The next logical step is of course connecting. I’m going to assume you have a service that starts the SSH server on the image, such service should exist by default if you install an SSH server using IMAGE_FEATURES. Note that OpenSSH and Dropbear clients expect the private key in their specific format, so you can’t use OpenSSH private key on Dropbear client or vice versa. Unless you convert them, more on that a bit later.

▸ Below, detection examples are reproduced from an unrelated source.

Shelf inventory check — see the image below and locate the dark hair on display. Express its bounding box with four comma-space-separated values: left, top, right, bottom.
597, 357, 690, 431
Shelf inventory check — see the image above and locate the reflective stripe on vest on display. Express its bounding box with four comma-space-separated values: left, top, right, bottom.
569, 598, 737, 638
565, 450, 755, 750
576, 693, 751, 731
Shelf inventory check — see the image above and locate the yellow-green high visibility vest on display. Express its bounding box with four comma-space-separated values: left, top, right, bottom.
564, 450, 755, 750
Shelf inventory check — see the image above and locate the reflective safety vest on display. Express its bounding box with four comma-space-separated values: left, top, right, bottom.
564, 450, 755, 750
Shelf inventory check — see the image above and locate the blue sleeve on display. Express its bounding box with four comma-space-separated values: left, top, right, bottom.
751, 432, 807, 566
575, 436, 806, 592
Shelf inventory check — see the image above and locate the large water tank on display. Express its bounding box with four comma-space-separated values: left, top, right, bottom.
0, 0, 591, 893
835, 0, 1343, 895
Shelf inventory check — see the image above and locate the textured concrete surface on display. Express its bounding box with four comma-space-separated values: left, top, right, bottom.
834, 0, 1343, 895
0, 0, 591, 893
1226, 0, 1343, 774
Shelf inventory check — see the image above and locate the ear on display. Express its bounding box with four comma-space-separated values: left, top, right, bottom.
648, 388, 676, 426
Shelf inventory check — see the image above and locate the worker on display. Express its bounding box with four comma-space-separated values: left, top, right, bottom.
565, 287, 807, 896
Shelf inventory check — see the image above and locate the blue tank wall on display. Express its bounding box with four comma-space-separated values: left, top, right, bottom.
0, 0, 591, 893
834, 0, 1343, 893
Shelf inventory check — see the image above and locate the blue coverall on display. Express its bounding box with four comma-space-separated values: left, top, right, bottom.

One thing to note when attempting an SSH connection. If you get asked for a password even when you shouldn’t, there’s a high chance that the user you’re trying to log in as has been locked. This happens for example if you don’t define a password when creating a user. Check the system log for relevant messages to debug the issue if you encounter it.

OpenSSH

OpenSSH client is the classic, fan-favourite ssh. To connect to a remote server with your private key, simply run:

ssh -i <PRIVATE_KEY_FILE> <USERNAME>@<IP>

The magic is the -i flag. You may want to add the key to the ssh-agent so that you won’t have to use the flag every time:

# Start ssh-agent
eval "$(ssh-agent -s)"
# Add key
ssh-add <PRIVATE_KEY_FILE>

After that the ssh command “should just work”. I personally don’t like things that “should just work”, but it saves some typing if you’re constantly connecting to a server.

Dropbear

Honestly, I didn’t even know that Dropbear has its own SSH client before writing this text. It turns out it has, which makes sense considering that it has its own key format. The client is called dbclient, and as one can guess, it focuses on being lightweight. One thing that may not be obvious from its name is that it has nothing to do with databases though. To connect to a remote server with the Dropbear format key, use the following command:

dbclient -i <PRIVATE_KEY_FILE> <USERNAME>@<IP>

Converting Keys

If you end up in a situation where you have the wrong type of private keys for your SSH client, you can use dropbearconvert to convert a key from Dropbear format into OpenSSH format:

dropbearconvert dropbear openssh <SOURCE_KEY> <DESTINATION_KEY>

The conversion from OpenSSH to Dropbear isn’t much harder either:

dropbearconvert openssh dropbear <SOURCE_KEY> <DESTINATION_KEY>

It’s worth noting that dropbearconvert converts only private keys. That’s because both OpenSSH and Dropbear use a similar type of public keys.

That’s all for this topic. These instructions should help you build an image that has a constant host certificate, and that you can connect to easily and password-free. Both are quite basic yet important features for a firmware image. If you have questions or comments let me know in the comments.